William Lane Craig attempted to establish that the existence of God is inexorably tied to purpose by claiming that if God does not exist, the universe has no purpose; and, as a corollary, that if God exists, the universe indeed has purpose. But I wondered a couple of things:
  • Why couldn't the universe have an intrinsic purpose? Why must its purpose be derived from something else? It could have such a purpose regardless of whether it was created by God
  • Why does God's existence implicate purpose? A deistic God could have created a universe for no particular reason, and folded his arms in indifference while its events unfolded. 
Craig doesn't explain the foundation for his assertions, so they come out sounding pretty feeble. He later suggests that he has ten arguments that prove the existence of God. I guess we were supposed to take his word for it, or be impressed for some reason.

A slippery slope

Michio Kaku really said it best: whether the universe has purpose is not a question that can be answered by any known rational means; it is indiscernible. He's right, but he didn't even begin to touch on the deeper problems of the theistic argument. Even if there is some objective, transcendent purpose to the universe, it does us no good unless we can independently verify what exactly it is. If it comes from God, we're in even worse shape because people do not even agree on God's existence; those who do agree God exists disagree about what God is, what God does and what God wants. Without some objective means of verifying our knowledge about God, a divinely imbued purpose, even if it exists, is functionally unknowable and doesn't do us much good.
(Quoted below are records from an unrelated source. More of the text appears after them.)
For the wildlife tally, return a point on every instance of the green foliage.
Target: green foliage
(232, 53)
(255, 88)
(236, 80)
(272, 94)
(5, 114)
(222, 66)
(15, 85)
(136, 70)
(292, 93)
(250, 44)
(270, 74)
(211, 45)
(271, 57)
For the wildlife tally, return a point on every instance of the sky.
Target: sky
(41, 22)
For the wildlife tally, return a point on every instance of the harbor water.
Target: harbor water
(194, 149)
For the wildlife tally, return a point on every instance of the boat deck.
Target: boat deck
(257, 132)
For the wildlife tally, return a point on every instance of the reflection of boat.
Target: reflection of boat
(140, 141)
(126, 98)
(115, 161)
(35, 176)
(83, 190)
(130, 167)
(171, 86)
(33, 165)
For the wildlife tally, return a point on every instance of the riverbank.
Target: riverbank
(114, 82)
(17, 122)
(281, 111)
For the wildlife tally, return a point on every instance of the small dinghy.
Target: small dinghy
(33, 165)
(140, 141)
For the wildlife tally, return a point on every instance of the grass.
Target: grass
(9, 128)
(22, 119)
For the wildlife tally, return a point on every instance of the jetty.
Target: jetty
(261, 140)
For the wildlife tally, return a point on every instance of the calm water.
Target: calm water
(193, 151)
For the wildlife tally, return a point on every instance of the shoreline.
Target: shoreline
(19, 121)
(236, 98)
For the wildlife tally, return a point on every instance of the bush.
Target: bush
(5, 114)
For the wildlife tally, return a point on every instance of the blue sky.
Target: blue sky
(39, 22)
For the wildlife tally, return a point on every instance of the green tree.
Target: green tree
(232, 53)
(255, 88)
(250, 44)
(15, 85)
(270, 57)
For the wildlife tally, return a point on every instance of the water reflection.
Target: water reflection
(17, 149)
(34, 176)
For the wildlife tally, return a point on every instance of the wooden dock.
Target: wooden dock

Of course not only did the theistic side fail to address this in any way, but the crux of their argument was personal: that if the universe wasn't created purposefully, you are just a collection of atoms, and nothing in your life matters. Your existence is just an accident, and none of your actions have any deeper meaning – only that which you subjectively impose upon them.

This is a glaring example of the slippery slope fallacy. Just as the universe might have intrinsic purpose, we could have intrinsic purpose regardless of whether the universe as a whole does. (I am only arguing this as a logical possibility; I don't think there's any evidence that we, or the universe, have any sort of objective transcendent purpose.) Our existence and actions can still have purpose to us, even if the universe as a whole is indifferent to us. Further, because we are all human beings with shared interests, shared needs and shared values, our actions can transcend our immediate self-interest. Our concepts of morality have value to us because for humans (as with most species)  – to paraphrase Frans De Wall – cooperative group living is not a choice but a survival strategy; we are obligatorily gregarious. None of us has the luxury of moral autonomy because we are innately bonded and interdependent. We can recognize that while moral choices have value for us as a species and our daily experiences have subjective meaning, purpose – like morality – is a human construct whose value lies purely in its utility.

On a broader scale, all evidence points to a universe that is utterly indifferent to human life. We exist on what amounts to an atom within a grain of sand on an infinite beach. We only came into existence in the last 200,000 years, while the universe has been doing just fine without us for 13.7 billion years. The vast majority of the universe is cold, desolate, and hostile to life. Even our little rock only supports human life on some of its surface some of the time, and millions of human lives are indiscriminately annihilated by disasters, disease, predators, and famine. What "purpose" could possibly be discerned from such an indifferent universe? And given our inborn solidarity as humans, why should we feel threatened at the idea that purpose is something we must make for ourselves?